Yang Kevin, Islas Nathaniel, Jewell San, Jha Anupama, Radens Caleb M, Pleiss Jeffrey A, Lynch Kristen W, Barash Yoseph, Choi Peter S
Department of Genetics, University of Pennsylvania, Philadelphia, PA, USA.
Department of Pathology & Laboratory Medicine, University of Pennsylvania Perelman School of Medicine, Philadelphia, PA, USA.
bioRxiv. 2024 Sep 24:2024.09.20.614162. doi: 10.1101/2024.09.20.614162.

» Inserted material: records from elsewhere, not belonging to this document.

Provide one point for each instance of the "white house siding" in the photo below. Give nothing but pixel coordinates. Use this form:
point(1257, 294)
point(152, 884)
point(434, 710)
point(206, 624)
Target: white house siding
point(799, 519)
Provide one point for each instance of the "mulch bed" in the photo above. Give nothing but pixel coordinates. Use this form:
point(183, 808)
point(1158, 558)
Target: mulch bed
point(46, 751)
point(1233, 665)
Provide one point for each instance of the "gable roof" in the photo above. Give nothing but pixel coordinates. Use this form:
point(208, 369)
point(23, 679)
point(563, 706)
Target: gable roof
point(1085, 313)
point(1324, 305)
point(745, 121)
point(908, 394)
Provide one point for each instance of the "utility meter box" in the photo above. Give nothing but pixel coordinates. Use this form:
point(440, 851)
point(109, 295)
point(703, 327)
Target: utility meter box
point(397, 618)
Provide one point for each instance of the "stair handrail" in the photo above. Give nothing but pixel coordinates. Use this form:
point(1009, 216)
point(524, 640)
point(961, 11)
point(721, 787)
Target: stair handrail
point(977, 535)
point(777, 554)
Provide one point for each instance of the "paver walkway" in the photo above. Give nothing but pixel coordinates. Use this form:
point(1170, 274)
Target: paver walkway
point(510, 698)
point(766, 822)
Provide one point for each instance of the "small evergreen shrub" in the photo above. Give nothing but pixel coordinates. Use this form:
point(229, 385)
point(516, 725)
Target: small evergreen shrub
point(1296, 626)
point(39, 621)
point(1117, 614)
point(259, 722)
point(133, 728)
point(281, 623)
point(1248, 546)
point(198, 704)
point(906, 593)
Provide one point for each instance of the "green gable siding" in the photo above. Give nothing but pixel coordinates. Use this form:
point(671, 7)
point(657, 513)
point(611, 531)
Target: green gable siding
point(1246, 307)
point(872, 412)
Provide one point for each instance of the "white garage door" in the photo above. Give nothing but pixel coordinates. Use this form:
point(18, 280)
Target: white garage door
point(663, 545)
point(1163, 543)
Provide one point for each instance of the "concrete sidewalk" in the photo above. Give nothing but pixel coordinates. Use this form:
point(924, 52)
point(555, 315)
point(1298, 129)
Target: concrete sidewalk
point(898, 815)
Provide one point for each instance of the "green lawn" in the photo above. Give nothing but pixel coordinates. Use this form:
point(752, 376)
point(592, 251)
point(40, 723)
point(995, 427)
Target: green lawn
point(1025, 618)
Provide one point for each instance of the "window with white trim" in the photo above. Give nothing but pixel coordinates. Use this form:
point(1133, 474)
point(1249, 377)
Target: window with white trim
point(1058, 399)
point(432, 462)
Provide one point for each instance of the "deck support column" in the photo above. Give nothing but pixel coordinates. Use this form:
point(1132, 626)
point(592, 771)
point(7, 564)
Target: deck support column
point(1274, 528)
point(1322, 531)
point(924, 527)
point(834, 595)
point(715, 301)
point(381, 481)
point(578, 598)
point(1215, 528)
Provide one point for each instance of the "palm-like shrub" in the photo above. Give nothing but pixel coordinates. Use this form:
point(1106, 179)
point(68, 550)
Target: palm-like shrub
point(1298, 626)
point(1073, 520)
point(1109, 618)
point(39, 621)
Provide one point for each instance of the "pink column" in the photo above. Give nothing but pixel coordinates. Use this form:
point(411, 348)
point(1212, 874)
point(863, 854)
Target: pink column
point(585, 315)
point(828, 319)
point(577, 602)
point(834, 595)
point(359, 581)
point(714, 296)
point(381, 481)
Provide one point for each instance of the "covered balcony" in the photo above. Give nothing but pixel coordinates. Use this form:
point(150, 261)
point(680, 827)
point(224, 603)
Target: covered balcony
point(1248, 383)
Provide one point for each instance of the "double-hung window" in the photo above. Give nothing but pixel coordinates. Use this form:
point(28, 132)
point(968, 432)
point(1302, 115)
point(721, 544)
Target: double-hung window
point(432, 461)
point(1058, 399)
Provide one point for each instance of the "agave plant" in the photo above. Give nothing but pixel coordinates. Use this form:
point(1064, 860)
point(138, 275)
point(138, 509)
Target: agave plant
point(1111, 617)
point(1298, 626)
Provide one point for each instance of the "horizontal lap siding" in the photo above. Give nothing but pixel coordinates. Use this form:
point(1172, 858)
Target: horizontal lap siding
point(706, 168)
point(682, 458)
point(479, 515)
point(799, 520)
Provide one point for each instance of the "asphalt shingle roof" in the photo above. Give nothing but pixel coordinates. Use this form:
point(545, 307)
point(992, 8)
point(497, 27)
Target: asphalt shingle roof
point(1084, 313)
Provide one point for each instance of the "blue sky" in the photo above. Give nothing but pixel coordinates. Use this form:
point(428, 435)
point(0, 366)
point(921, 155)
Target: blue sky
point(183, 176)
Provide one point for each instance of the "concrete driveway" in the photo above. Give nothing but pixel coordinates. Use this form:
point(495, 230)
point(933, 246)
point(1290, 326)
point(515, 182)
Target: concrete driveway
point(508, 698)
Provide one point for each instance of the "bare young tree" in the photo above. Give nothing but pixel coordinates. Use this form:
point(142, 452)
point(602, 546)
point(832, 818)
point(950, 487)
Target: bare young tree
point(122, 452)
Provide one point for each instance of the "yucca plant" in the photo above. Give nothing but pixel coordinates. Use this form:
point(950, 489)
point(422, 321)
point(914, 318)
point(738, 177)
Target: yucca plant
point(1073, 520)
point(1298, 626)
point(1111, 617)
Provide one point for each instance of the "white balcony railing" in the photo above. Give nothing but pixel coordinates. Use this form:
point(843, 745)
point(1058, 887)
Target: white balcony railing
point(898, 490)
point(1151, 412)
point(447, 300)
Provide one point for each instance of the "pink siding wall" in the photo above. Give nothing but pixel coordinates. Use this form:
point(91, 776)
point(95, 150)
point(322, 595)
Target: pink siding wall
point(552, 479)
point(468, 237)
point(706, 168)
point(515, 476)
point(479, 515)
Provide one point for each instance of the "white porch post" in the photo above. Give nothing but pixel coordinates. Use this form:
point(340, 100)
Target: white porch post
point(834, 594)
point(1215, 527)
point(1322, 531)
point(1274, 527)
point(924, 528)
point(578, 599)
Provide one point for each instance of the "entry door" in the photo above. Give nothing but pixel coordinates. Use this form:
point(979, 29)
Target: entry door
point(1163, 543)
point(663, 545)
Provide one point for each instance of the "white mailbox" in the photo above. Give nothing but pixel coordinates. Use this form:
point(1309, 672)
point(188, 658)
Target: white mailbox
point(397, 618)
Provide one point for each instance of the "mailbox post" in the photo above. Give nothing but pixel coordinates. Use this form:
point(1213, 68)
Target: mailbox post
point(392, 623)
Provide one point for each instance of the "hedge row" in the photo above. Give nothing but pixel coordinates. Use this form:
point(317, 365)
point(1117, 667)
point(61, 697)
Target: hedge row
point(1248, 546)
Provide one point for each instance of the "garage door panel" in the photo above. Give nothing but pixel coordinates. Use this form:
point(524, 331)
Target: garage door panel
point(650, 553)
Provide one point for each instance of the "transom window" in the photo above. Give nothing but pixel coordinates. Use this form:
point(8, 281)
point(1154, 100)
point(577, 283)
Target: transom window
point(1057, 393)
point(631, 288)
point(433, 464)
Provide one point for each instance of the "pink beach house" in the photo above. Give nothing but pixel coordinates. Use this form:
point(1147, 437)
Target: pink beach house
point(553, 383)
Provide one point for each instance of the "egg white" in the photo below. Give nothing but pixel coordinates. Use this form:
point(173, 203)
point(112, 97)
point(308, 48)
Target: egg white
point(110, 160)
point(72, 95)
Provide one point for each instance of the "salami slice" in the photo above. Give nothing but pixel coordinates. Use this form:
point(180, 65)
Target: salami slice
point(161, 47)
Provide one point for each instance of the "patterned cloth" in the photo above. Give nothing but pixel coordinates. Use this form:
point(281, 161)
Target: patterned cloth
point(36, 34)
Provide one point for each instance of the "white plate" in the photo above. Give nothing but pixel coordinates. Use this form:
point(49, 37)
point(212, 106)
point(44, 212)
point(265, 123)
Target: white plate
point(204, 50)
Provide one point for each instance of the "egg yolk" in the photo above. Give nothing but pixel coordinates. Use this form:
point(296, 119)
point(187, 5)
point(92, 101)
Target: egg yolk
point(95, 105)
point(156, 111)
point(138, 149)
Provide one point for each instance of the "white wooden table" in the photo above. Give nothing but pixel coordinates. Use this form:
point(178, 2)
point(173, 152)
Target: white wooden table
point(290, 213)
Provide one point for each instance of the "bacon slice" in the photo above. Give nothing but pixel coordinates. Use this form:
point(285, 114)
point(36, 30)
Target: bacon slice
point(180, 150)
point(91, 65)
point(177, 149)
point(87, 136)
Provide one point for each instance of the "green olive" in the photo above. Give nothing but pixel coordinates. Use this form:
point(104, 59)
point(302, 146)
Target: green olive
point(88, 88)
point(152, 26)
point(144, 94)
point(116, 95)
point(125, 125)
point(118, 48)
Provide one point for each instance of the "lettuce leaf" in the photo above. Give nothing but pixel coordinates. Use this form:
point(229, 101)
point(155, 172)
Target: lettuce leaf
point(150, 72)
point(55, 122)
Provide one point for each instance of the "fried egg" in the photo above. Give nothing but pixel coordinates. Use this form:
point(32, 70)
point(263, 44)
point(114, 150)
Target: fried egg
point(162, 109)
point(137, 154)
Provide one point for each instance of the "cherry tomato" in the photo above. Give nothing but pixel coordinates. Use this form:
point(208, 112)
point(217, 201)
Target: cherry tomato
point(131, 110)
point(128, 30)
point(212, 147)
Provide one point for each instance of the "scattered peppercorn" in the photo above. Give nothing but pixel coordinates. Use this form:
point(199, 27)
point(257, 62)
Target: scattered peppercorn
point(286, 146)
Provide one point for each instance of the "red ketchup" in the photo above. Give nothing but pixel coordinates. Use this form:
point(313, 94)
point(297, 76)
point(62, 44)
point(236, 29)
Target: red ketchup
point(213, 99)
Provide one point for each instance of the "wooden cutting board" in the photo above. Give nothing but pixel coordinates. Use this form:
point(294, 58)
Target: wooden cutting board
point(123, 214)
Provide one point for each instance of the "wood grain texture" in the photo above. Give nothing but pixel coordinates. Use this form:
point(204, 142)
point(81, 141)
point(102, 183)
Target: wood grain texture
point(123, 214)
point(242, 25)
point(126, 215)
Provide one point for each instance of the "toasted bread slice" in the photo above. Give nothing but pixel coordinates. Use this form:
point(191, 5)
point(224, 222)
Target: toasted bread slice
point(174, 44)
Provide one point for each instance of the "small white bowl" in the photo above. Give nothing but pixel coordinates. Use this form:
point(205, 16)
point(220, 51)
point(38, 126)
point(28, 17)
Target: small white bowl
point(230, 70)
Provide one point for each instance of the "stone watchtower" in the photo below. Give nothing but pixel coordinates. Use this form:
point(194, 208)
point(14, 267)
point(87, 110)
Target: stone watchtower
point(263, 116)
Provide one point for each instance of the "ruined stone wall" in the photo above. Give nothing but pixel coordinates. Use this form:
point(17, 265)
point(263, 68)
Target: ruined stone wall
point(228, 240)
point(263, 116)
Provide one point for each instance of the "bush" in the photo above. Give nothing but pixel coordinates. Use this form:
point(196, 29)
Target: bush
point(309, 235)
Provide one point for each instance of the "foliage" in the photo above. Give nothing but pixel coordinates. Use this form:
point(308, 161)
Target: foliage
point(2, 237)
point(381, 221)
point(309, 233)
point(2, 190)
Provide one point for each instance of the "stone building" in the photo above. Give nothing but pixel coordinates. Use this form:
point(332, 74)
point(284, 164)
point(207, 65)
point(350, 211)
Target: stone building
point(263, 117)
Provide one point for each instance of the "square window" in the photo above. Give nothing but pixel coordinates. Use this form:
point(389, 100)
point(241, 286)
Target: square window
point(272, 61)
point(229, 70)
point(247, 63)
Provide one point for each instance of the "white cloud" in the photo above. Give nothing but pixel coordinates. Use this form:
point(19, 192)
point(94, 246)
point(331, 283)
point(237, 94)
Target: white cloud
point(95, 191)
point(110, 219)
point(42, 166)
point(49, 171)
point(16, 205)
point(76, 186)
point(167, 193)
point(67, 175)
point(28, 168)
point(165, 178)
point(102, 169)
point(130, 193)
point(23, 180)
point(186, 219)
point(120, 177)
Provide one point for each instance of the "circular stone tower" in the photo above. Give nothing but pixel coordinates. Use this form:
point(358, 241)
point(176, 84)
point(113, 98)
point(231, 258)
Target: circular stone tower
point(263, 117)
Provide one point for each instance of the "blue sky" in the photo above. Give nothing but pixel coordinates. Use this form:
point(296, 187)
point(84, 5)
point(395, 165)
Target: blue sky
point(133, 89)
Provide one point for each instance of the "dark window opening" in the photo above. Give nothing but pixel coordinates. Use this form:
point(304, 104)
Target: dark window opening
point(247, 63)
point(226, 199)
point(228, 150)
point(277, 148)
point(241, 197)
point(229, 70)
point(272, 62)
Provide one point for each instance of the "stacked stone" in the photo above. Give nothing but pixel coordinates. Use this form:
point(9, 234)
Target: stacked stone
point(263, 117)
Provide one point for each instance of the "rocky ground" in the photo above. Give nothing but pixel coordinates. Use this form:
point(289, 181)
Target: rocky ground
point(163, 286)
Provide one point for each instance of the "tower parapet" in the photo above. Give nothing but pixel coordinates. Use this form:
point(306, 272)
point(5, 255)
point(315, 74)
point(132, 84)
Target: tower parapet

RNA-sequencing (RNA-seq) is widely adopted for transcriptome analysis but has inherent biases which hinder the comprehensive detection and quantification of alternative splicing. To address this, we present an efficient targeted RNA-seq method that greatly enriches for splicing-informative junction-spanning reads. Local Splicing Variation sequencing (LSV-seq) utilizes multiplexed reverse transcription from highly scalable pools of primers anchored near splicing events of interest. Primers are designed using Optimal Prime, a novel machine learning algorithm trained on the performance of thousands of primer sequences. In experimental benchmarks, LSV-seq achieves high on-target capture rates and concordance with RNA-seq, while requiring significantly lower sequencing depth. Leveraging deep learning splicing code predictions, we used LSV-seq to target events with low coverage in GTEx RNA-seq data and newly discover hundreds of tissue-specific splicing events. Our results demonstrate the ability of LSV-seq to quantify splicing of events of interest at high-throughput and with exceptional sensitivity.
RNA测序(RNA-seq)被广泛用于转录组分析,但它存在固有偏差,阻碍了对可变剪接的全面检测和定量分析。为了解决这个问题,我们提出了一种高效的靶向RNA-seq方法,该方法能极大地富集包含剪接信息的跨越连接 reads。局部剪接变异测序(LSV-seq)利用从锚定在感兴趣剪接事件附近的高度可扩展引物池中进行多重逆转录。引物使用Optimal Prime设计,Optimal Prime是一种基于数千个引物序列性能训练的新型机器学习算法。在实验基准测试中,LSV-seq实现了高靶向捕获率并与RNA-seq具有一致性,同时所需的测序深度显著更低。利用深度学习剪接代码预测,我们使用LSV-seq靶向GTEx RNA-seq数据中低覆盖率的事件,并新发现了数百个组织特异性剪接事件。我们的结果证明了LSV-seq在高通量下以极高灵敏度对感兴趣事件的剪接进行定量分析的能力。